Остановившись у двери, Мойша обернулся, снова улыбнулся и пообещал:
– Таки я ей все равно ничего не скажу. – И крохотная слезинка быстро-быстро скользнула по его правой щеке, торопясь укрыться в клочковатой бородке.
Дальнейшие события понеслись вскачь, хотя и не так стремительно, как хотелось бы Константину. Мойша все-таки связался с Любомиром, который уже давно, еще с прошлого лета, обосновался на Подоле.
– Ты был прав, княже, – произнес лекарь, передавая слова Любомира. – Еще два-три дня, и твои люди выступили бы в поход, дабы осадить город и потребовать твоей выдачи. Они, оказывается, тоже ждут лишь того, чтобы княжеские дружины ушли из Киева.
– Значит, они где-то близ Чернигова, – задумчиво произнес Константин и с досадой стукнул себя по коленке. – Эх, не успеваем.
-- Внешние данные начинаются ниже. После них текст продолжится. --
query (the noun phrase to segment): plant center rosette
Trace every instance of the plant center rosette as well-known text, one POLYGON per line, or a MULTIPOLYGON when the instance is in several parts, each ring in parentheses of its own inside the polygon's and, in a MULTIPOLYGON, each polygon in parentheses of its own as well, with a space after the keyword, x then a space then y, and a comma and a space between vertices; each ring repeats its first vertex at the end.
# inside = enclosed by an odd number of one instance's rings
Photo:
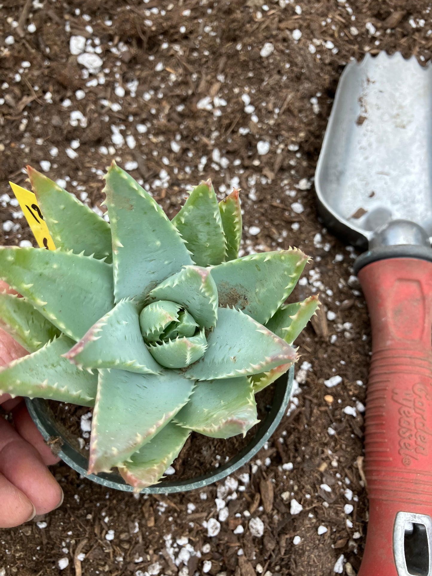
POLYGON ((56 249, 0 248, 1 325, 30 354, 0 392, 94 407, 89 472, 157 483, 191 431, 229 438, 257 423, 255 395, 297 359, 312 296, 285 304, 308 258, 238 257, 238 191, 210 181, 169 221, 113 163, 109 223, 28 167, 56 249))

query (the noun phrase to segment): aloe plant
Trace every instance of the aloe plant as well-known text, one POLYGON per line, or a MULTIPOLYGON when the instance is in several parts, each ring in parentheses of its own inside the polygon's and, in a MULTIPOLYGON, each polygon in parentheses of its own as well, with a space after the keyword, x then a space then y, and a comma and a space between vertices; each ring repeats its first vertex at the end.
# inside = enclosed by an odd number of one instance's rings
POLYGON ((238 191, 210 180, 170 221, 113 162, 108 223, 30 166, 56 247, 0 248, 1 325, 29 353, 0 372, 0 393, 94 407, 89 473, 117 467, 158 482, 191 431, 245 434, 255 393, 297 359, 318 300, 284 305, 308 257, 290 248, 238 257, 238 191))

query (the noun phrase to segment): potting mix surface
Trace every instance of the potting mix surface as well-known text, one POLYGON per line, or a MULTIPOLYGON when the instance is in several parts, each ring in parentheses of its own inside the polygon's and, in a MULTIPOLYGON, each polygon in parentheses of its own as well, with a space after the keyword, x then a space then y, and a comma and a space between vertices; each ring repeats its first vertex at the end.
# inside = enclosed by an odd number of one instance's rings
MULTIPOLYGON (((0 10, 2 244, 36 245, 7 184, 26 185, 26 164, 101 214, 113 157, 170 217, 203 179, 221 199, 241 188, 242 255, 298 247, 313 261, 292 300, 319 291, 323 303, 296 343, 288 414, 253 461, 169 496, 107 490, 60 463, 63 505, 0 530, 0 574, 356 574, 369 323, 356 253, 317 218, 313 175, 343 66, 381 50, 427 61, 428 3, 6 0, 0 10)), ((88 433, 81 418, 77 429, 88 433)), ((207 468, 226 456, 222 441, 195 450, 207 468)))

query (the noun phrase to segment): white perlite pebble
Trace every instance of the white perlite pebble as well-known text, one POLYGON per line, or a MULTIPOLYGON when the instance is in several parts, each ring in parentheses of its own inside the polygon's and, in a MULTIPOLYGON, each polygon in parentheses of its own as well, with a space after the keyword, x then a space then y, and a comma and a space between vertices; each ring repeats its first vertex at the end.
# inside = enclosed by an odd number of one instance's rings
POLYGON ((207 574, 211 570, 211 562, 210 560, 204 560, 203 562, 203 572, 207 574))
POLYGON ((205 96, 198 100, 196 103, 196 108, 198 110, 208 110, 209 112, 213 109, 213 105, 211 98, 210 96, 205 96))
POLYGON ((69 50, 71 54, 78 56, 85 50, 85 38, 81 36, 73 36, 69 40, 69 50))
POLYGON ((69 566, 69 558, 60 558, 58 561, 57 564, 60 570, 64 570, 65 568, 67 568, 69 566))
POLYGON ((86 68, 90 74, 97 74, 104 63, 102 59, 99 58, 97 54, 90 54, 88 52, 79 54, 77 59, 78 64, 86 68))
POLYGON ((328 380, 324 380, 324 386, 326 386, 328 388, 333 388, 335 386, 337 386, 338 384, 340 384, 342 381, 342 378, 341 376, 332 376, 328 380))
POLYGON ((228 518, 228 516, 229 516, 229 510, 226 506, 224 508, 222 508, 219 511, 219 516, 218 516, 218 518, 219 518, 219 522, 225 522, 228 518))
POLYGON ((218 512, 219 510, 222 510, 222 508, 225 507, 225 501, 223 500, 222 498, 216 498, 214 502, 216 505, 217 512, 218 512))
POLYGON ((83 432, 90 432, 92 430, 92 412, 83 414, 81 421, 81 430, 83 432))
POLYGON ((350 502, 353 499, 353 491, 349 488, 345 488, 344 495, 347 500, 348 500, 350 502))
POLYGON ((128 162, 125 162, 124 163, 125 170, 136 170, 138 167, 138 163, 136 160, 130 160, 128 162))
POLYGON ((304 212, 305 209, 302 204, 300 202, 294 202, 291 204, 291 209, 293 212, 295 212, 297 214, 301 214, 302 212, 304 212))
POLYGON ((207 533, 209 536, 217 536, 221 531, 221 525, 215 518, 211 518, 207 524, 207 533))
POLYGON ((175 140, 172 140, 169 145, 171 147, 171 150, 173 152, 175 152, 176 154, 177 154, 177 152, 180 151, 181 146, 178 142, 176 142, 175 140))
POLYGON ((293 498, 291 501, 291 505, 290 506, 290 512, 291 516, 294 516, 297 514, 300 514, 300 512, 303 510, 303 506, 300 504, 295 498, 293 498))
POLYGON ((137 146, 137 141, 132 134, 128 134, 126 137, 126 144, 127 144, 131 150, 133 150, 137 146))
POLYGON ((264 534, 264 522, 260 518, 251 518, 249 521, 249 530, 253 536, 260 538, 264 534))
POLYGON ((366 22, 366 29, 369 33, 369 34, 374 34, 377 31, 377 29, 373 25, 372 22, 366 22))
POLYGON ((328 484, 320 484, 320 488, 321 490, 324 490, 324 492, 331 492, 332 489, 330 488, 328 484))
POLYGON ((270 150, 270 143, 265 140, 260 140, 256 145, 256 150, 260 156, 268 154, 270 150))
POLYGON ((354 416, 354 418, 357 415, 357 411, 353 406, 346 406, 343 411, 344 414, 348 414, 348 416, 354 416))
POLYGON ((341 554, 336 561, 336 564, 333 569, 334 572, 337 574, 342 574, 343 573, 343 561, 344 559, 345 556, 343 554, 341 554))
POLYGON ((260 52, 260 56, 263 58, 267 58, 270 54, 273 53, 275 47, 271 42, 266 42, 260 52))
Хотя, если ты передашь им кое-что через Любомира, то можем успеть, – протянул он и решительно тряхнул головой. – Сделаем так. Ты скажешь ему, чтобы он передал мой наказ всем полкам. Пусть они возвращаются к Иван-озеру[157] и готовят ладьи. Пусть разошлют повсюду гонцов для созыва ополчения. Там должны собраться полностью все силы, так что ладей понадобится много. Мне здесь больше десяти человек не надо. Пусть они ждут меня. – Он вновь задумался, но потом вспомнил: – У Кириллова монастыря, в Новом дворе.[158]